Pencerrig House, Llanelwedd, Powys
Another neglected country house in Wales is grade II-listed Pencerrig House, also included on SAVE Britain’s Heritage Building at Risk register. This once grand 18th century house, extensively altered in the 1830s, has been empty and at risk for vandalism for over a decade. It is now in a very poor state with a significant dry rot problem, leaking roof, and structural issues. Pencerrig House was home to the 18th century artist Thomas Jones, a very important Welsh Landscape Artist, known in his lifetime as a painter of Welsh and Italian landscapes. His reputation grew in the 20th century when previously unknown works, most notable a series of views of Naples that broke with the conventions of classical landscape painting, began to appear on the art market.

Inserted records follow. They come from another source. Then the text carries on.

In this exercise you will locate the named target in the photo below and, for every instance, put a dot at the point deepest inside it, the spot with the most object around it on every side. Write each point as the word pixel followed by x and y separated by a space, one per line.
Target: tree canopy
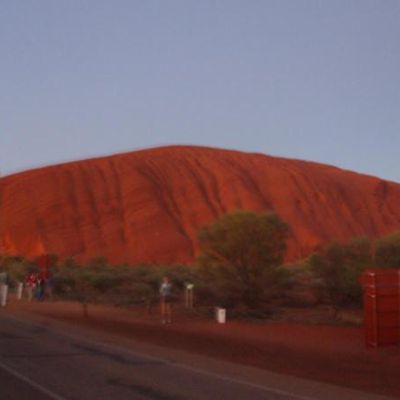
pixel 241 252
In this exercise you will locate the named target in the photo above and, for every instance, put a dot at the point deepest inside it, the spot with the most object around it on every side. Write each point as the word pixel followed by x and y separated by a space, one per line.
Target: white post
pixel 220 315
pixel 20 286
pixel 3 294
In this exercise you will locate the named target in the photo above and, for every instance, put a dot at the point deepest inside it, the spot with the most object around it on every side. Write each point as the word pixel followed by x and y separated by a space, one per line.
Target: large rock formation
pixel 146 206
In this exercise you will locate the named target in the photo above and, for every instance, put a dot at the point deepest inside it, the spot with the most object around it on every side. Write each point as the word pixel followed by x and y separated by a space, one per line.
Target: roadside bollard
pixel 3 294
pixel 220 314
pixel 20 287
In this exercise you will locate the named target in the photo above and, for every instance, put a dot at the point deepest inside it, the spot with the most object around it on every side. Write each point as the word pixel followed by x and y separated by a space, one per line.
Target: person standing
pixel 31 281
pixel 165 301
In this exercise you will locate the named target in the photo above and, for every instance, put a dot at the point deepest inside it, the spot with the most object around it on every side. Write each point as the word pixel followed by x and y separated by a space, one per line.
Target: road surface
pixel 46 362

His autobiography, Memoirs of Thomas Jones of Pencerrig, went unpublished until 1951 but it is now recognised as very important rare source material on the 18th century art world. The house passed through the family until it was split up and sold in the 1950s. It was then operated as a trekking centre and hotel but closed in 2008. Recently it has been vandalised as a cannabis factory by trespassing persons. The current owner seemingly has taken no action to protect and restore this significant national heritage asset and much-loved building for the local community. Concerned community members have organised a viability study and search for funding for urgent repair works to stop the leaks and dry rot from getting worse. They eventually would like to restore the house to its full potential as a museum to Thomas Jones and a coffee shop, but funding has to be raised and the absent owners would have to be willing to sell.